China Rohstoff-Lieferant Nummer eins
Immerhin ist China nach Angaben der Deutschen Rohstoffagentur (DERA) der wichtigste Rohstofflieferant der EU bei Metallen und Erzen, noch vor Russland. Seltene Erden wie Neodym und Dysprosium sind besonders wichtig für die Elektromobilität. China ist hier weltweit führend, sowohl bei den Reserven als auch bei der Verarbeitung.
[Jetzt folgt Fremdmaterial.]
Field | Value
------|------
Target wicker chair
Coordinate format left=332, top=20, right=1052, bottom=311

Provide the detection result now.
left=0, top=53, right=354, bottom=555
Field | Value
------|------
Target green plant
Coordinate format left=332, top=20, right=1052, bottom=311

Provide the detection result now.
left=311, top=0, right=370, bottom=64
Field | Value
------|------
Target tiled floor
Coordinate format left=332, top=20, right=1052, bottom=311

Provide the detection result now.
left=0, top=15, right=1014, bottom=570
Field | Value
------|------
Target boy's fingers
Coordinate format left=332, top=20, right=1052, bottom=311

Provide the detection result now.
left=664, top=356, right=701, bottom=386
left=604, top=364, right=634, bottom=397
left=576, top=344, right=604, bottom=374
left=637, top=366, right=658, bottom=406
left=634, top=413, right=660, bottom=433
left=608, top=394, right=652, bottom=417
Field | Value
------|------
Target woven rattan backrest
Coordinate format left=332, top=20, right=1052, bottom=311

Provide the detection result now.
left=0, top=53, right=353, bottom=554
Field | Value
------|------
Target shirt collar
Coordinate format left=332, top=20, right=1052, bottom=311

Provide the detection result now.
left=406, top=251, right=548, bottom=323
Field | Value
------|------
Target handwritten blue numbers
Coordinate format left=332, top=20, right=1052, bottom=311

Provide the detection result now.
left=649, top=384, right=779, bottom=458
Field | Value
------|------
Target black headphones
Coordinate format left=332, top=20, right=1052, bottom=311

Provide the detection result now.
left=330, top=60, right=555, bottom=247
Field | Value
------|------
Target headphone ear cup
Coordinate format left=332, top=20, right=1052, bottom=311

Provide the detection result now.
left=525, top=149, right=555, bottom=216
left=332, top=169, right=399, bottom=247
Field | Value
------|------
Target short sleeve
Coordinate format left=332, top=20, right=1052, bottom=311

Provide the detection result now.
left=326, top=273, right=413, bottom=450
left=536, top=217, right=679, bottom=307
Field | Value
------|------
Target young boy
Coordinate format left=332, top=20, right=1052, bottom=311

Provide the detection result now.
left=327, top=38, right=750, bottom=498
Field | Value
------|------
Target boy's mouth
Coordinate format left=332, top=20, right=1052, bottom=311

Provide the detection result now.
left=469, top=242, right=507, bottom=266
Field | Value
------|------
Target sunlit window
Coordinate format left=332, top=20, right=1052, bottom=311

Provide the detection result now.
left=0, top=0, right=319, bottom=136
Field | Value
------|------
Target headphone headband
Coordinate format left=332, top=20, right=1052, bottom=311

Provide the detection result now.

Eine Zahl der European Raw Materials Alliance (ERMA) macht die Abhängigkeit von China besonders deutlich: Obwohl die EU ein weltweit führender Hersteller von Elektromotoren ist, importiert sie 90 Prozent der für diese Motoren benötigten Dauermagnete auf Basis Seltener Erden aus China. Wenn die chinesische Regierung ihre dominante Stellung bei den Rohstoffen strategisch für politische Ziele einsetzt, würde das zu Engpässen in Europa führen.
Rohstoffe aus dem All?
Letztlich sind die Möglichkeiten Europas, geopolitische Entwicklungen zu beeinflussen, begrenzt. Und selbst die intensivsten Forschungsanstrengungen können nicht garantieren, das ausreichend Rohstoffe verfügbar sind. Pläne, seltene Rohstoffe im Weltraum - zum Beispiel auf Asteroiden - abzubauen erteilen Rohstoffexperten mittlerweile eine Absage.
„Vor ein paar Jahren hatten wir die gleiche Diskussion über den Abbau von Seltenen Erden aus den Tiefen des Meeres", erinnert sich Buchert. „Daraus wurde nichts, weil Aufwand und Kosten in keinem Verhältnis zum Nutzen standen. Der Meeresboden ist immer noch ein wahrscheinlicherer Kandidat als der Weltraum. Selbst wenn es irgendwann technisch möglich wäre, würde es wirtschaftlich keinen Sinn machen. Es wäre viel besser, die Rohstoffe, die wir auf unserem Planeten haben, effizient zu nutzen und zu recyceln.“
Was bedeutet das?
Woher kommen all diese Rohstoffe und haben wir genug davon, um die Antriebswende zu schaffen? Gerade für Europa kann die Antwort nur ein effektives Recyclingprogramm sein.